Virologist Lawrence Young, a professor at the University of Warwick, says: ‘If you get Covid, your body’s immune system becomes hyperactive and some bits don’t work efficiently. Your T-cells, which recognise and fight viruses the body has seen before, go down. Any other infection you might have, including herpes viruses, can reignite. The Epstein-Barr virus is definitely being reactivated in some cases.’
Prof Young is carrying out research which involves examining cells containing the Epstein-Barr virus, and analysing what happens to them when they are infected with coronavirus. ‘Our expectation is that it will cause more Epstein-Barr virus,’ he says. He is also hoping to look at blood samples taken from Covid patients who were treated in hospital to see if the virus was reactivated.
Another theory is that the resurgence of Epstein-Barr is making initial Covid infection itself more severe. Prof Young says: ‘There’s mounting circumstantial evidence that Epstein-Barr virus is having some kind of effect, both in hospitalised patients and in long Covid.’ Doctors are also looking at whether those who developed glandular fever as young adults are more at risk from long Covid.
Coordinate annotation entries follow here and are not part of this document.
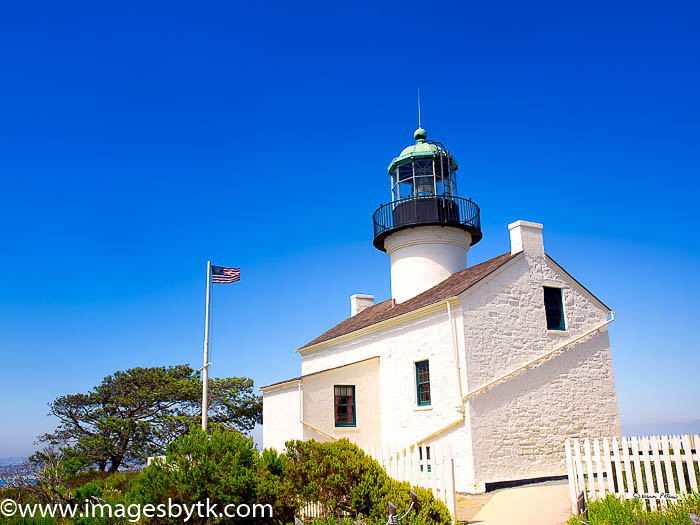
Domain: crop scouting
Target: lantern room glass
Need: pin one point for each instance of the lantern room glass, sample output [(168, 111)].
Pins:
[(423, 177)]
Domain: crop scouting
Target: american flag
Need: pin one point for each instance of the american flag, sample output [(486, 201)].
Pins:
[(221, 274)]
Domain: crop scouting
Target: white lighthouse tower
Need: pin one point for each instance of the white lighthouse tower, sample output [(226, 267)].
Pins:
[(426, 229)]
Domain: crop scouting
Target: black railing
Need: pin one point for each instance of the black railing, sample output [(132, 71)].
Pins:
[(428, 210)]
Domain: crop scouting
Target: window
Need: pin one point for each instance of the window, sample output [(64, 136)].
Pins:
[(423, 383), (427, 457), (554, 308), (344, 406)]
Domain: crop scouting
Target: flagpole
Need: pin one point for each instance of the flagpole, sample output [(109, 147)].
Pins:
[(205, 366)]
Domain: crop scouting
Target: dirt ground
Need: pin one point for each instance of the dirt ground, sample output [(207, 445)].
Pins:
[(469, 504)]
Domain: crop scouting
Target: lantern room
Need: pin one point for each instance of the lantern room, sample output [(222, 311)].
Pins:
[(424, 192), (422, 170)]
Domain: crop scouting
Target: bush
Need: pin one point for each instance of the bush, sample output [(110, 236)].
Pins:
[(612, 511), (223, 467), (344, 480)]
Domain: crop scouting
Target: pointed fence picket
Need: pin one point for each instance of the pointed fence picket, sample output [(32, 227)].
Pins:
[(655, 469), (427, 466)]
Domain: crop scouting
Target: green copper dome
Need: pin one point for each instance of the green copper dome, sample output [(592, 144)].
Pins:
[(421, 149)]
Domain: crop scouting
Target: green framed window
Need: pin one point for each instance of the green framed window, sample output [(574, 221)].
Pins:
[(345, 413), (423, 383), (554, 308)]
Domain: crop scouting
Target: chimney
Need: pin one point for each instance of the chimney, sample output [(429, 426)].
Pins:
[(359, 302), (526, 237)]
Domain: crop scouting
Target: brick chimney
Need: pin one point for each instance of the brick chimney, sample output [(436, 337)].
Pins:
[(526, 237), (359, 302)]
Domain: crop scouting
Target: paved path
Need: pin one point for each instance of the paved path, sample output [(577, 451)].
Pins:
[(540, 504)]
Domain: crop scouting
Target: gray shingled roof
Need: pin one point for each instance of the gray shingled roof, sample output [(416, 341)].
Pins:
[(450, 287)]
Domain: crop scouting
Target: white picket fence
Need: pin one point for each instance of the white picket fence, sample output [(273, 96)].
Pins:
[(655, 469), (427, 466)]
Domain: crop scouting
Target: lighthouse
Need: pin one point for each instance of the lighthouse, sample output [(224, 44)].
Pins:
[(426, 229)]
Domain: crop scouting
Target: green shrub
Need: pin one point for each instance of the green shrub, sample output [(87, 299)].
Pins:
[(343, 480), (223, 467)]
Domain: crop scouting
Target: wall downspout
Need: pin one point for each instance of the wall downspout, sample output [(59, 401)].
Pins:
[(455, 347), (301, 415)]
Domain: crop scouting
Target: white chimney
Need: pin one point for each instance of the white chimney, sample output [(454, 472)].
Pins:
[(526, 237), (359, 302)]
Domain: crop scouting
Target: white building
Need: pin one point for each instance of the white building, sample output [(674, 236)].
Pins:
[(502, 360)]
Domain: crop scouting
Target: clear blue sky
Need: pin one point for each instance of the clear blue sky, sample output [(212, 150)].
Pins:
[(138, 140)]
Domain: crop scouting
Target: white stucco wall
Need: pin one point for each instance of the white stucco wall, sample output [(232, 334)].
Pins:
[(519, 426), (423, 257), (516, 429), (281, 417), (400, 346)]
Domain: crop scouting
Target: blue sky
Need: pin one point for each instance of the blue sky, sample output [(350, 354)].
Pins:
[(139, 140)]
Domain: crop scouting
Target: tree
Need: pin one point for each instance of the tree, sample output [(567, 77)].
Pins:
[(225, 468), (136, 413)]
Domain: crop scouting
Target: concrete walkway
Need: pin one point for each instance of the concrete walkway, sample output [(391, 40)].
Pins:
[(538, 504)]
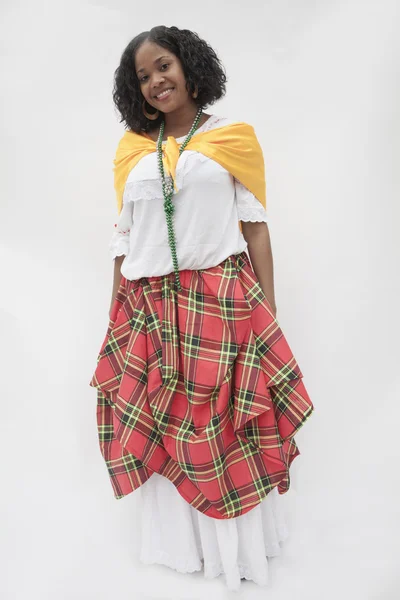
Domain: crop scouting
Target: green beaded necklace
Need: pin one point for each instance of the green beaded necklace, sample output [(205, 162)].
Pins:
[(168, 191)]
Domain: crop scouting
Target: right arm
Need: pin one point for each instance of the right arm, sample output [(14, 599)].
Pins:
[(116, 280), (119, 246)]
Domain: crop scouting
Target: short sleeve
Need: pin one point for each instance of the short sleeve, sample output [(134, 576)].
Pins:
[(248, 207), (119, 243)]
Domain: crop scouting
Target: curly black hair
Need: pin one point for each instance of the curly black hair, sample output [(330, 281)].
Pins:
[(200, 65)]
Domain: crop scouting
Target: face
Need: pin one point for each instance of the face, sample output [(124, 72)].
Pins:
[(157, 70)]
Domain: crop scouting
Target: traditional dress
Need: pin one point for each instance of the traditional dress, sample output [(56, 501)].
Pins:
[(199, 395)]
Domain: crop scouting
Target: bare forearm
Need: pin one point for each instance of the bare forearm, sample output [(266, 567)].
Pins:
[(117, 277), (260, 252)]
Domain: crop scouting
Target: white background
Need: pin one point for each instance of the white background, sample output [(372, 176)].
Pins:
[(319, 81)]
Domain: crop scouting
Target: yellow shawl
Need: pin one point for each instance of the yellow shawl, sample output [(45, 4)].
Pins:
[(235, 147)]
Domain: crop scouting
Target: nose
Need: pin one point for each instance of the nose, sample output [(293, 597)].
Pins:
[(158, 80)]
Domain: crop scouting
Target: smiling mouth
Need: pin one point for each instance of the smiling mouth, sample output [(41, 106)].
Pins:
[(164, 94)]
‘We need to look to see whether there’s an association between Covid severity and previous glandular fever,’ Prof Young says. ‘Getting infected in childhood beefs up the immune system. Get it later and it might alter the body’s response and have long-term consequences for the immune system.’
Certainly some of those with long Covid and reactivated Epstein-Barr virus posting on internet forums say they had glandular fever in the past. They recognise their symptoms now as similar to glandular fever.
Perhaps this is why testing those with long Covid for Epstein-Barr virus could be so important – both Prof Dalgleish and Prof Young agree it could be vital to organise further research.
We contacted NHS England, which is running the 69 long Covid clinics across the country, but it could not confirm whether it is conducting such tests on patients. Perhaps the most important question is, of course, whether it could make any difference to patients. There are currently no specific long Covid treatments, but there are possible treatments for glandular fever and chronic fatigue – including antidepressants and steroids.
There are also anti-herpes drugs such as acyclovir that are given to transplant and cancer patients whose immune systems are weakened, and work well against other herpes viruses such as cytomegalovirus. Prof Dalgleish says he gave acyclovir to ‘a couple’ of hospitalised Covid patients and they ‘improved dramatically’.
There is no evidence the drug had this impact on its own, nor that patients had a reactivated virus, because they were not tested. But Prof Dalgleish believes it means the potential of such therapies should be investigated. ‘We must start testing people for these things so we know what’s going on. We could then focus on trialling treatments that could help.’